Touro Synagogue
Touro SynagogueHezki Ezra

The U.S. Supreme Court will not rehear a case that gave control of America’s oldest synagogue building and its pricey artifacts to the building’s historic trustees.

The high court on Monday declined to take up the case over who owns the Touro Synagogue in Newport, Rhode Island, and its $7.4 million silver Torah ornaments called rimonim.

In August 2017, the Boston Court of Appeals ruled in favor of Manhattan’s Shearith Israel, the oldest Jewish congregation in the country, giving it control of the 250-year-old Touro Synagogue, the religious home of Congregation Jeshuat Israel.

That decision also gave the Manhattan synagogue ownership of the historic rimonim that Jeshuat Israel had hoped to sell to build an endowment.

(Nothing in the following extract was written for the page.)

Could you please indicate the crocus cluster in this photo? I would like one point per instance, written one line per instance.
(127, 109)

Touro was founded in the 18th century by a Sephardic Jewish community whose numbers declined over the years. Shearith Israel, a Sephardic congregation that was established in 1654 and has worshipped at various sites in Manhattan, has served as trustee of the Touro Synagogue since the early 19th century. Jeshuat Israel, founded in 1881 as Ashkenazi immigrants began flooding America from Eastern Europe, has worshipped at Touro for more than a century.

The current dispute began in 2012 when Jeshuat, which still holds regular services at Touro, attempted to sell one set of the silver ornaments to establish an endowment to maintain a rabbi and care for the building, which was designated a national historic site in 1946. Shearith Israel sued to stop the sale and threatened to replace Jeshuat with another tenant.